New chemical separation technology enables recycling of batteries and biodiesel

When recycling cans and bottles, at some point it is necessary to separate plastic and metal. Extracting the most valuable metals also requires separation when recycling car batteries, but this time a special chemical separation process is required.

Cobalt, manganese and nickel found in battery cathodes are expensive to mine, and scientists have been searching for years for a way to make new batteries from used ones.

When the car's battery life reaches its limit, it is sent to an automatic shredder for shredding. Extracting useful chemicals from these shredded batteries is no easy task. Researchers at the U.S. Department of Energy's (DOE) Argonne National Laboratory have turned to a process called capacitive deionization, which uses the electrical charges of nickel, manganese and cobalt to separate them from waste streams.

Argonne engineer Lauren Valentino said: "Based on physical principles, chemical principles, as well as electrochemical principles, different separation techniques are used for different purposes. In the first step, mechanical processes can only do so much, so we turned to membranes, adsorbents as well as capacitive deionization techniques, which can be used to recapture chemicals of interest."
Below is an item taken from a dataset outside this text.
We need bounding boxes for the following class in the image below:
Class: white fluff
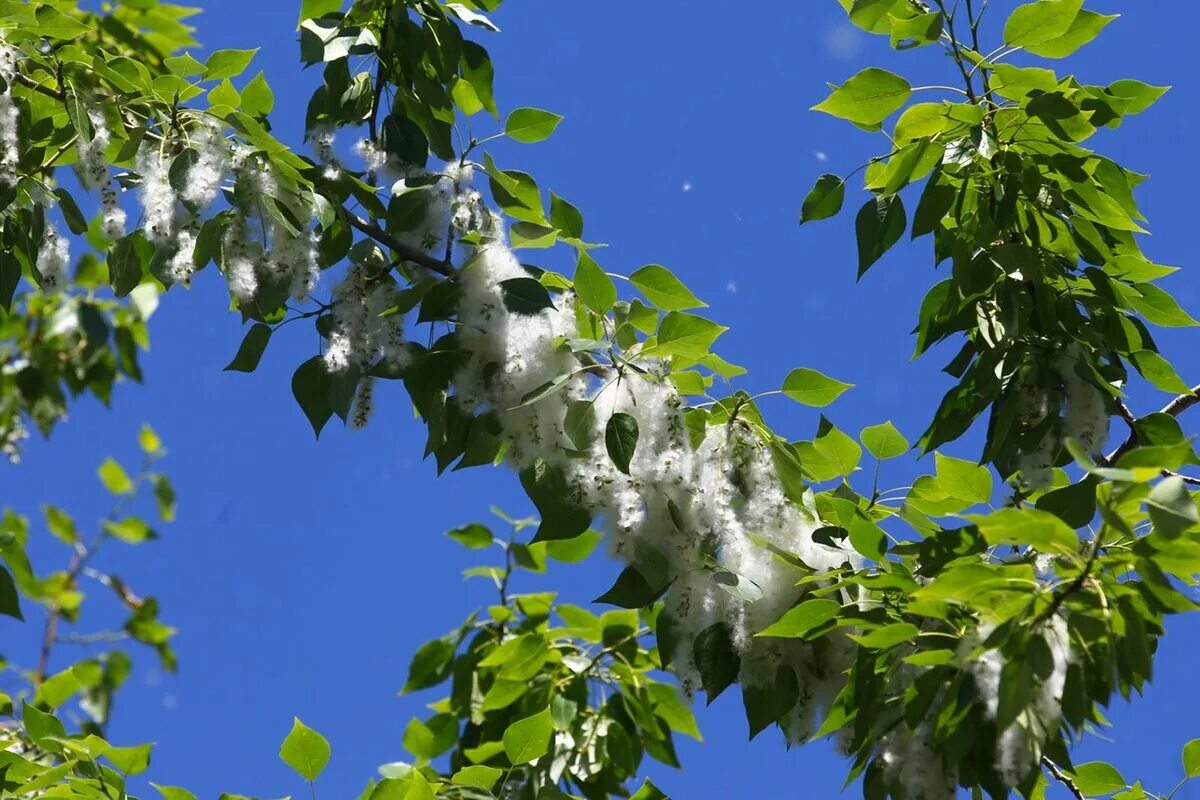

According to Valentino, battery recycling is very complicated because not all car batteries are the same. "When you need to recycle a car battery, it's hard to control what you get," she said. "When the battery is shredded, there's a mix of cathodes, anodes, electrolytes, separators, and so on."

Recycling batteries requires breaking down and separating large chemical components into their basic elements. “Making a battery is like building a tower out of Lego,” Valentino said. “You build a tower with small modules of different shapes, but if you want to rebuild, you have to disassemble and sort all the modules to get there. "

One of the great advantages of capacitive deionization is flexibility. According to Valentino, capacitive deionization can be adapted to a variety of materials and different operating strategies by controlling flow and operating time. "By controlling the materials and implementation, we can really customize the elements and chemicals that are separated out," she said.

The capacitive deionization process that Valtentino and her colleagues use for battery recycling also has applications in other fields, including the production of bioenergy. Valentino leads the Bioprocessing Separations Consortium, a consortium of researchers from six national laboratories working together to study and develop the separation processes and technologies needed to convert biomass into biofuels. (The consortium was formed in 2016 by the Energy Efficiency Division and Bioenergy Technologies Division of the Renewable Energy Division.)

"At some point, there's a conversion step, and then there's a separation process," Valentino said. "When these reactors produce complex mixtures with many different elements, we have to separate and concentrate what's of interest to the system, catalyze upgrades, and thus produce biological fuel."

Unlike battery recycling techniques for positively charged ions, bioenergy production requires Valentino and her colleagues to look for negatively charged molecules. Essentially, our capacitive deionization process acts like a "claw" that picks out the molecules of interest to us.

Once separated, these compounds are versatile and can be converted into hydrocarbon biofuels, such as renewable diesel or sustainable aviation fuel. "We're only just beginning to explore different ways of separating, and more efficient separation could make transportation more sustainable," Valentino said. "There's a lot more to discover."

The research was done in collaboration with NUMiX Materials and was partially funded by the National Science Foundation.